Görüntülediğiniz mahkeme kararı kesinleşmiş bir karardır.

T.C.
İSTANBUL
BÖLGE ADLİYE MAHKEMESİ
13. HUKUK DAİRESİ
DOSYA NO: 2018/229
KARAR NO : 2018/1020
T Ü R K M İ L L E T İ A D I N A
İ S T İ N A F K A R A R I
İNCELENEN KARARI VEREN
MAHKEME : İSTANBUL 11. ASLİYE TİCARET MAHKEMESİ
TARİHİ : 01/11/2017
DOSYA NUMARASI : 2014/879 Esas – 2017/798 Karar
DAVA : Menfi Tespit – İpoteğin Fekki
KARAR TARİHİ : 24/10/2018
TARAFLARIN İDDİA VE SAVUNMALARININ ÖZETİ:
Davacı vekili dava dilekçesinde; müvekkillerinden …un cari hesabına teminat teşkil etmesi için diğer müvekkili …in mülkiyetindeki İstanbul İli,… nolu bağımsız bölüm üzerine davalı . …. Ltd. Şti.

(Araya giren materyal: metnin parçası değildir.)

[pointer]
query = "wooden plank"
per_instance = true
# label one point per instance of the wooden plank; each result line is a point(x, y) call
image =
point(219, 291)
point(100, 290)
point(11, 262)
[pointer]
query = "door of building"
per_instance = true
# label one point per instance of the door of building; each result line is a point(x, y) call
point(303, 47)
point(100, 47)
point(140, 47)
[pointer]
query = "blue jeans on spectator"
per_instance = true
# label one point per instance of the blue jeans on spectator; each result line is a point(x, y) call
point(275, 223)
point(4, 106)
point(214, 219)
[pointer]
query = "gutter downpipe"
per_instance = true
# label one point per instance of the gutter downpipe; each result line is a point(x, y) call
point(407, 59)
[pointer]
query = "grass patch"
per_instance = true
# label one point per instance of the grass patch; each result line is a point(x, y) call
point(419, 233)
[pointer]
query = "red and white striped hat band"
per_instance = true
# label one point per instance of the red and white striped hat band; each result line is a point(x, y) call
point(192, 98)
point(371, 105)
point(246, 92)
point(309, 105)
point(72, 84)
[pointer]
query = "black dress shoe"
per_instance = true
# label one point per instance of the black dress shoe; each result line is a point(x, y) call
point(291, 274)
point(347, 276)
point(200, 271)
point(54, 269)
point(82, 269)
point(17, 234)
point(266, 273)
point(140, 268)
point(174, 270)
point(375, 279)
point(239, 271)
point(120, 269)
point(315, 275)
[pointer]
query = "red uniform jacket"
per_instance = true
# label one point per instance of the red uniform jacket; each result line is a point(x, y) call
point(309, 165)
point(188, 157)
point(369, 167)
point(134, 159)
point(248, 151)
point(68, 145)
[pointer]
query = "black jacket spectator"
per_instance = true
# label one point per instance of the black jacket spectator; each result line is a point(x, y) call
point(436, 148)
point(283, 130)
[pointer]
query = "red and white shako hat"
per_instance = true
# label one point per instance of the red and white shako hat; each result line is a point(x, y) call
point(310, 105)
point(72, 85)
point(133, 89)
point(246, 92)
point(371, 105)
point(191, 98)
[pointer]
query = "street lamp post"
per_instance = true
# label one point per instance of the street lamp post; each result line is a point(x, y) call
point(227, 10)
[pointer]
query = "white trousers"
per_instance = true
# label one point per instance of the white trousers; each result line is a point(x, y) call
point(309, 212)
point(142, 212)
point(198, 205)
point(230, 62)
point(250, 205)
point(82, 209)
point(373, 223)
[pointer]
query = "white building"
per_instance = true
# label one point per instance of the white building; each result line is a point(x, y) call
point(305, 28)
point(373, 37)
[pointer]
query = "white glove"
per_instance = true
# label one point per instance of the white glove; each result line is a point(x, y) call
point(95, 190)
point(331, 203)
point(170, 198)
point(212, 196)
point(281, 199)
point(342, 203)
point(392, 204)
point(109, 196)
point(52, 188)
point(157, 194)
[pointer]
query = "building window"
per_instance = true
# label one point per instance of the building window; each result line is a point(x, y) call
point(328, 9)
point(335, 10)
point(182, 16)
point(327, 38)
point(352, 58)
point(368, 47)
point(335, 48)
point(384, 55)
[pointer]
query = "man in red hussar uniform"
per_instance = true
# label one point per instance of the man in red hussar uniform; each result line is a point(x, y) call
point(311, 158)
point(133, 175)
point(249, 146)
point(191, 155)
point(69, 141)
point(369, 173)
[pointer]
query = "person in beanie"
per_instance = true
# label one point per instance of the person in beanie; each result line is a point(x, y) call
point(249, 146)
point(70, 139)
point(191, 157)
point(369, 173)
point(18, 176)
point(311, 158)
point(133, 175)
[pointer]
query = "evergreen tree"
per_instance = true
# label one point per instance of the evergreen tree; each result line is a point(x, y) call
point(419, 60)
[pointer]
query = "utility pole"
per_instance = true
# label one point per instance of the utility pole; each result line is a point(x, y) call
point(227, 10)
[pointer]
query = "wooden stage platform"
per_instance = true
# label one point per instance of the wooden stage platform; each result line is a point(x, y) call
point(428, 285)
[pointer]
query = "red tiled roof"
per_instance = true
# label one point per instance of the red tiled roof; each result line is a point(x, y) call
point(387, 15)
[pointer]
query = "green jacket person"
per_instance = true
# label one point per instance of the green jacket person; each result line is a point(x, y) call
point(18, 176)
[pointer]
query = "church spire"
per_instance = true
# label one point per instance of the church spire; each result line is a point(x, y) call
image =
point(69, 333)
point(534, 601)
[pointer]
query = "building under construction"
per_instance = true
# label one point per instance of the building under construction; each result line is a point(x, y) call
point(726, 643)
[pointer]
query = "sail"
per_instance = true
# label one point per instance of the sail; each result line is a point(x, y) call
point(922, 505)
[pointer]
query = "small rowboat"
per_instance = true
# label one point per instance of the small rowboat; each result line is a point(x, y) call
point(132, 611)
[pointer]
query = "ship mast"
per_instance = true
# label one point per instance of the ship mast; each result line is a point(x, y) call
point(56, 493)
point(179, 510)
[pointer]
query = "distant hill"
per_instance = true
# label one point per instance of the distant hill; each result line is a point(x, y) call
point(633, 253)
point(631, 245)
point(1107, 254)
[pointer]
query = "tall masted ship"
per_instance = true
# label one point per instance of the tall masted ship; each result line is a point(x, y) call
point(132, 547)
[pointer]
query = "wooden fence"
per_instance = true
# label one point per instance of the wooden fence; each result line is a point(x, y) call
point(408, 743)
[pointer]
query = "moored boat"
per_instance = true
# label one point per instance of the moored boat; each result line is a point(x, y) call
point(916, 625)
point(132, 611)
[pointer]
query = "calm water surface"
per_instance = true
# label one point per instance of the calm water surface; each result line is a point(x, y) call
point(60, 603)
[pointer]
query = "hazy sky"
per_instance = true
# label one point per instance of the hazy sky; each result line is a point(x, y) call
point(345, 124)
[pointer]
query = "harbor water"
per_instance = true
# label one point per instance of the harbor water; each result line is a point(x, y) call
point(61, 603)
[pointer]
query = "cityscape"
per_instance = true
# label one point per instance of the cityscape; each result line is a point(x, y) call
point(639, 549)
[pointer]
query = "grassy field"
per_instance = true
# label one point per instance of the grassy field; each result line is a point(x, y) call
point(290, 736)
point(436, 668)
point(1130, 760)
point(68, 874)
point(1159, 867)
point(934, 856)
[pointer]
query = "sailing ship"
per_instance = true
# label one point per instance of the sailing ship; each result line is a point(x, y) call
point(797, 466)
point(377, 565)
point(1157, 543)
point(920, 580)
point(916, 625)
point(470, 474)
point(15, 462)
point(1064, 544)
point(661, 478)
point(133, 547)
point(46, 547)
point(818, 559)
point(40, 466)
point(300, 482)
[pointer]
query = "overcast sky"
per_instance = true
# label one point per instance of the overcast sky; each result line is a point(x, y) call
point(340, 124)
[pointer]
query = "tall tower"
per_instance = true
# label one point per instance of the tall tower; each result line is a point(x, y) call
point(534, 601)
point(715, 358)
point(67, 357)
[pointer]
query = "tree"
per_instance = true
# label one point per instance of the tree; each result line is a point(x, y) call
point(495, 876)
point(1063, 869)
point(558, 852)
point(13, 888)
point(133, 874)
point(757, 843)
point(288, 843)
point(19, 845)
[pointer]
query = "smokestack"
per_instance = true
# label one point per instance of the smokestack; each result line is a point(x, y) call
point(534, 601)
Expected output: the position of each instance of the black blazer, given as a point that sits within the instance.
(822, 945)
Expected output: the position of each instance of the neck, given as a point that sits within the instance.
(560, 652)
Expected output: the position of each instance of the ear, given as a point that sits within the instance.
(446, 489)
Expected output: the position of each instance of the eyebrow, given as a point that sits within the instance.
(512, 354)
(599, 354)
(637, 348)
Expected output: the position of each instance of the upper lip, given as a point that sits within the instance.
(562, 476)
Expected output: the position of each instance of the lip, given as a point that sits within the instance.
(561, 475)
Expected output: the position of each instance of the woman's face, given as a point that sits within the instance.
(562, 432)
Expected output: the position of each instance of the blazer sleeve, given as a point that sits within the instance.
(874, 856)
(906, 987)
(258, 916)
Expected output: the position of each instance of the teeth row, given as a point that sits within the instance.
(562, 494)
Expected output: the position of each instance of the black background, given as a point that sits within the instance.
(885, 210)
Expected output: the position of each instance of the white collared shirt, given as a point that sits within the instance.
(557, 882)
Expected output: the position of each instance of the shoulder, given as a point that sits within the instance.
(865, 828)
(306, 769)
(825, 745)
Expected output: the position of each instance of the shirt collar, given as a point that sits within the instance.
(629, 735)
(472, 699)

Lehine ipotek tesis ettiğini, ipoteğin teminat amaçlı olup kesin borç ikrarını içermediğini, davacı … ‘ un anılan davalıdan emre muharrer senet mukabilinde takribi 200.000,00 TL civarında mal aldığını, senetlerin bir kısmının banka kanalı ile ödendiğini, bir kısmının vaktinde ödenemediği için protesto olduğunu, ancak davacı …’ un borcunun tamamına karşı olarak bu davalıya kıymetli evrak verdiğini ve hesabını kapattığını, kıymetli evraklardan sadece 2.150,00 TL lik bir adet senedi ödemediğini, diğerlerinin tamamını ödeyerek senetleri geri aldığını, son senedi de ödemek istediğini ancak muhatap bulamadığını, davalı . … Ltd. Şti. ‘ nin müvekkilinden alacaklı olduğunu iddia ederek olmayan alacağını teminatları ile birlikte 06/01/2012 tarih ve 27489 yevmiye nolu temlikname ile diğer davalıya temlik ettiğini, davalı …yetkilisinin müvekkili ile irtibat kurarak davalı . …. Ltd. Şti. ‘ den yüksek miktarlarda alacaklı olduklarını, ipotek üst limiti olan 100.000,00 TL nin kendilerine ödenmesi karşılığında ipoteği kaldırabileceklerini ifade ettiğini, haksız ve dayanaksız bu talebin müvekkilleri tarafından reddedildiğini, müvekkillerinin davalılara hiçbir borcu bulunmadığını, eğer son senet bu iki davalıdan birinde ise bedelini ödeyip senedi geri almaya hazır olduklarını beyanla müvekkillerinin davalılara borçlu olmadıklarının tespitine, davalılardan birinde müvekkiline ait kıymetli evrak var ise bedelinin mahkeme veznesine depo ettirilmesini, kıymetli evrakın istirdatına, olmadığı taktirde iptaline, taşınmaz üzerindeki 17/12/2007 tarih ve … yevmiyeli ipoteğin fekkine karar verilmesini talep ve dava etmiştir.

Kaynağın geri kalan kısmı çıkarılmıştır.